I’ve been preaching the gospel of Pinterest for years. People think it's for moms and sorority girls, but it’s actually just a fundamentally useful internet tool as long as you ignore its larger ecosystem. The Pinterest Chrome plug-in? Can’t live without it. It is especially useful if you are addicted to buying things you don’t truly need. I add things to my various pinterest boards as an intermediary step between desiring said thing and purchasing it. Often after adding to Pinterest, I just forget about the item entirely. But it is also useful for actually making shopping plans for home goods or an event. I used to say Pinterest was the better Are.na, but I’ve since come to understand are.na’s specific merits for research. It should be noted that it’s very important to keep your boards and channels private on both of these platforms lest you become the target of public humiliation and/or get your steez ripped off by some middlebrow loser.
Apparently if you go to Balthazar alone, they reward your bravery with free champagne. This might not be a secret, but I discovered it a few months ago when I took myself out to breakfast after a dermatologist visit across the street. I now schedule appointments at 9 or 10am–among other excuses–to give myself a reason for a quiet Balthazar morning. Also not certain if it’s a secret, but they serve a really good, well-priced English breakfast. It’s probably also nice to do this ritual with someone else, but then you don’t get the champagne. Worth trying staging a meet-cute with a friend or significant other.

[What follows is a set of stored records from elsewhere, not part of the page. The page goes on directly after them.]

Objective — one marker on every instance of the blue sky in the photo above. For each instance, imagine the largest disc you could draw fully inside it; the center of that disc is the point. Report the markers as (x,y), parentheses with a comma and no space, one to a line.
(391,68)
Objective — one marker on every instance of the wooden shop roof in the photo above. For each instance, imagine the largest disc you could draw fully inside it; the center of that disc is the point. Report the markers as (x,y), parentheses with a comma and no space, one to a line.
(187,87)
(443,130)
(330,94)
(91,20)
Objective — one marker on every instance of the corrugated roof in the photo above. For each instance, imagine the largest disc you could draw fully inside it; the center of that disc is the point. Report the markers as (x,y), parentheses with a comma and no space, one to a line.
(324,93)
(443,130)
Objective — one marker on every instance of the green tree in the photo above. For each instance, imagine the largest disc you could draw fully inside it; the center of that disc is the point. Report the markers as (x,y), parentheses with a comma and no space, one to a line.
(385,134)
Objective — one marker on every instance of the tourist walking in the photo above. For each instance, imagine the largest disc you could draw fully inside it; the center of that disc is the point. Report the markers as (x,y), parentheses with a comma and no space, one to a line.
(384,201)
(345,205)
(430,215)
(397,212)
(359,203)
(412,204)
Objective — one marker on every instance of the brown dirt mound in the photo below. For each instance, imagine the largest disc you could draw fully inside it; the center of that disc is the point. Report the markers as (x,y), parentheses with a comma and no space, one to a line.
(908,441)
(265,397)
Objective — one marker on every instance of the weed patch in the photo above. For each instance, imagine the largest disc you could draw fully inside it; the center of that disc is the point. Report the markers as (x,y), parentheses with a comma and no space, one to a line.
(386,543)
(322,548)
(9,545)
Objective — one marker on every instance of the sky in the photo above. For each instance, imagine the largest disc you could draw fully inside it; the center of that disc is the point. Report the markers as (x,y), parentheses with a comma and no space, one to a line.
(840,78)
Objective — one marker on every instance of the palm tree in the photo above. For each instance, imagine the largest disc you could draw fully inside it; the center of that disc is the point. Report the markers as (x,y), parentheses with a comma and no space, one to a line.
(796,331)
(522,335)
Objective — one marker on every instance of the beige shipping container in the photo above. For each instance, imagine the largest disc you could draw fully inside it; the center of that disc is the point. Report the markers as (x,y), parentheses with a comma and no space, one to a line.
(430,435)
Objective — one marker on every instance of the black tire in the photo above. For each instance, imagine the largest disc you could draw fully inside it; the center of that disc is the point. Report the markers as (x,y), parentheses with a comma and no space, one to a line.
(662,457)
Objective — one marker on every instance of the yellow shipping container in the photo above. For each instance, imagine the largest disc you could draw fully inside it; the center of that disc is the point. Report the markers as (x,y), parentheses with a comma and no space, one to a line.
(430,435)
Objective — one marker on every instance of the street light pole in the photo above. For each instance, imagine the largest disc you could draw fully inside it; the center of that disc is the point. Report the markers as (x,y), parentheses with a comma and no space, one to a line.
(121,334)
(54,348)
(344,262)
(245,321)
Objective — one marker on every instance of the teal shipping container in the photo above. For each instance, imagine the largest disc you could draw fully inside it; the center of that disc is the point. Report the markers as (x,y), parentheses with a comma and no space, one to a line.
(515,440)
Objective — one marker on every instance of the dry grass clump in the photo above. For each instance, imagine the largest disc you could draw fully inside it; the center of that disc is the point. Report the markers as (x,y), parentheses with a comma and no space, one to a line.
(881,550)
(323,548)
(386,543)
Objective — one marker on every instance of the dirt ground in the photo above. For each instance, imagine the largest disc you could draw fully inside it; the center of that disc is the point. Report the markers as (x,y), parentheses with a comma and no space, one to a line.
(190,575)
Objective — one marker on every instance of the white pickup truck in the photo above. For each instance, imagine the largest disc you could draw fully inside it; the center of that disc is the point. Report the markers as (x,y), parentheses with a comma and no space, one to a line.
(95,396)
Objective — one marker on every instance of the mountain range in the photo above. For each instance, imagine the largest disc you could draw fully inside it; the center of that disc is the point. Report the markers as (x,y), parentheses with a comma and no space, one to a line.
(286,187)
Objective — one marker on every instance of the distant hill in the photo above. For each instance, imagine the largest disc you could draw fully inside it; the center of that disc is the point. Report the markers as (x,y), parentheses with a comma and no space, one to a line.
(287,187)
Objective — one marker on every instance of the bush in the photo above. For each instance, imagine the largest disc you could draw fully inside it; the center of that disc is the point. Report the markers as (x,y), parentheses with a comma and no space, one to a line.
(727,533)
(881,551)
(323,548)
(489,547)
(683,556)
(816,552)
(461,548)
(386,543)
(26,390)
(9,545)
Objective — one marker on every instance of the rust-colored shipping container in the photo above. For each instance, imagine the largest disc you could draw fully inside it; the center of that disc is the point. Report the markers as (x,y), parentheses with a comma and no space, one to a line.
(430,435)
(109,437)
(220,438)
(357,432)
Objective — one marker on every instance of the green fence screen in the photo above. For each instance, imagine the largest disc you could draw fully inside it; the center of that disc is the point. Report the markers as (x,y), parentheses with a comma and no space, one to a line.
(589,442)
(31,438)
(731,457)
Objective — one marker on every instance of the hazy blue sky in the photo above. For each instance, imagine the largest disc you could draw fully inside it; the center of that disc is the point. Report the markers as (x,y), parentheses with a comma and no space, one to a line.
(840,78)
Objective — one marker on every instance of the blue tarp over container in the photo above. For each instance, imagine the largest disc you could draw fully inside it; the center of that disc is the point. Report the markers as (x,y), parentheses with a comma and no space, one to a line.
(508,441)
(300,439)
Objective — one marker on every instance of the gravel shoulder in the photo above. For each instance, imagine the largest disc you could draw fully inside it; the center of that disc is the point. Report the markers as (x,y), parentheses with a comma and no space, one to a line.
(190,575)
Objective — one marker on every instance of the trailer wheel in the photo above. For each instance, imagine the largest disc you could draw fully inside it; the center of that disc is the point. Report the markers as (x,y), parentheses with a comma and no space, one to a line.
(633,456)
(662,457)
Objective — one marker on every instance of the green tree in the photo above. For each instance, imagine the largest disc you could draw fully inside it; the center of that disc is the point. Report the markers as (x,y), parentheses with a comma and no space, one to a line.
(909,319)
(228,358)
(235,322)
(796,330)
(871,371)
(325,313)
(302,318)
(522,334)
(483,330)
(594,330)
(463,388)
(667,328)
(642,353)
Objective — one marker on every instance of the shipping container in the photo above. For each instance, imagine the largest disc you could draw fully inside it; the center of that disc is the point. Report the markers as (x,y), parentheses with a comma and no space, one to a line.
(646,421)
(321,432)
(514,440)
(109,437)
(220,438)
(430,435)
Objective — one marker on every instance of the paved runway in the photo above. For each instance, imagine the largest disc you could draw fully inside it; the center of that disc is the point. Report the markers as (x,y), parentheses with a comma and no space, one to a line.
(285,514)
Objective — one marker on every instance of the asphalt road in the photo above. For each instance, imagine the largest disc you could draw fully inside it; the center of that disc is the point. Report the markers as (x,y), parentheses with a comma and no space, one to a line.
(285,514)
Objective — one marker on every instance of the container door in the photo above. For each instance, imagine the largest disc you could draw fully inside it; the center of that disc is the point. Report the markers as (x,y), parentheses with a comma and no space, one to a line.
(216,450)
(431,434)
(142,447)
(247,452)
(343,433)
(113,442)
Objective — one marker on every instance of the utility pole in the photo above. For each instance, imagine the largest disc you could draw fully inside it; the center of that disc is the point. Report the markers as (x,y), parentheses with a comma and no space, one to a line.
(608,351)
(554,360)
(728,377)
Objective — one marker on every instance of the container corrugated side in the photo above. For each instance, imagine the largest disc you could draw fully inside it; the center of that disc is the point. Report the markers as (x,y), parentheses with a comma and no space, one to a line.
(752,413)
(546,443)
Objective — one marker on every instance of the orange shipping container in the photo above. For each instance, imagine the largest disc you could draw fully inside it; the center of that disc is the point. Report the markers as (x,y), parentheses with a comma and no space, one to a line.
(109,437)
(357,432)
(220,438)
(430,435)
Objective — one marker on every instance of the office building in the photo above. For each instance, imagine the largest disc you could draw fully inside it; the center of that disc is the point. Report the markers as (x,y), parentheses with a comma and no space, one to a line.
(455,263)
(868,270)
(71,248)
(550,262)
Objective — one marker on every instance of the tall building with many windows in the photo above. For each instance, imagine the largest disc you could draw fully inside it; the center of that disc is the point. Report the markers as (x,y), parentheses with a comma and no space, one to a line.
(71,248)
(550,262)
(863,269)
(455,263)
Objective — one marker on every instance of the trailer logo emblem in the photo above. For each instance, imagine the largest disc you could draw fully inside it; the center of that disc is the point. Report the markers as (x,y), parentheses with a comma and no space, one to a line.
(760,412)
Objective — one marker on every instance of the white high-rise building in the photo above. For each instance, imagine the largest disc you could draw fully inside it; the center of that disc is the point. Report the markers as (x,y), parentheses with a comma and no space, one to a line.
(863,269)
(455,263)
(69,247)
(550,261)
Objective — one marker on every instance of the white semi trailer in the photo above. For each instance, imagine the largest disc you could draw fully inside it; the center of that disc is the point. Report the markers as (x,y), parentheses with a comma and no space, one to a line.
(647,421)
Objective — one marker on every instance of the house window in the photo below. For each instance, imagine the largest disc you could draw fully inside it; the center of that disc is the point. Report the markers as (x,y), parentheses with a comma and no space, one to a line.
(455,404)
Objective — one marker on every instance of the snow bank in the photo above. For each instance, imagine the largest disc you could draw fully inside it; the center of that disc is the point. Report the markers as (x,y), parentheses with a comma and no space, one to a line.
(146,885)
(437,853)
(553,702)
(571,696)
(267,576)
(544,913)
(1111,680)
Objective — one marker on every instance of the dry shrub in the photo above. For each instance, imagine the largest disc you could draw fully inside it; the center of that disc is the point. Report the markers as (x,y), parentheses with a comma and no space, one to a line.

I have been on a Sollers kick the last few months. His novels are varied, difficult, and a riot. But best of all is the book he and his wife Julia Kristeva co-wrote: Marriage as a Fine Art. On the one hand, it’s one huge flex on all other theory couples, just a relatively incoherent rambling braggart’s song about how great they are. Kristeva outright deems Sarte and Beauvoir “liberarian terrorists.” “To carry out their work of liberatarian terrorism, they turned themselves into a shock commando unit. . . [reliant] on their shared history as two wounded people.” But it is also very sweet. You can find them going around and around on such topics as the nature of passion (PS: “As if passion necessarily [has] to be punished, as if love could only end in disaster. I object to that notion, quite violently. That’s not my idea of love.” JK: “Passion is enthusiasm and the proximity of death. It is joy and it is death. It is annihilation and jubilation.”) As a Sollers fan and a Kristeva agnostic, it has evened out my opinion of the pair. Somehow, the book, dense as it is, tickles the same part of my brain that is satisfied by a 2000s romcom.
Instead of trying to schedule meetings, I’ve taken to going for a standing weekly or bi-weekly. Scheduling is replaced by skipping for the week. This works because I have a bunch of long term projects with collaborators right now, but it’s also nice because many of these people are friends of mine, so even if we don’t have updates we can just take the hour to catch up. This practice has bled into social life; I’ve now got a handful of monthly dinner dates in rotation.
People are always like, “don’t work with your friends!” In order to protect friendships or something. But seems better and more fun to be like: “make your friendships strong enough to withstand collaboration.” Find and cherish thy contemporaries.
Not supposed to blow this one up but idk - since college my friends have been on the camel crush wave; in a way, the surf n turf of cigarettes. No one is asking you to crush it but I dare you not to. Just the end though. RIP thanks to the FDA.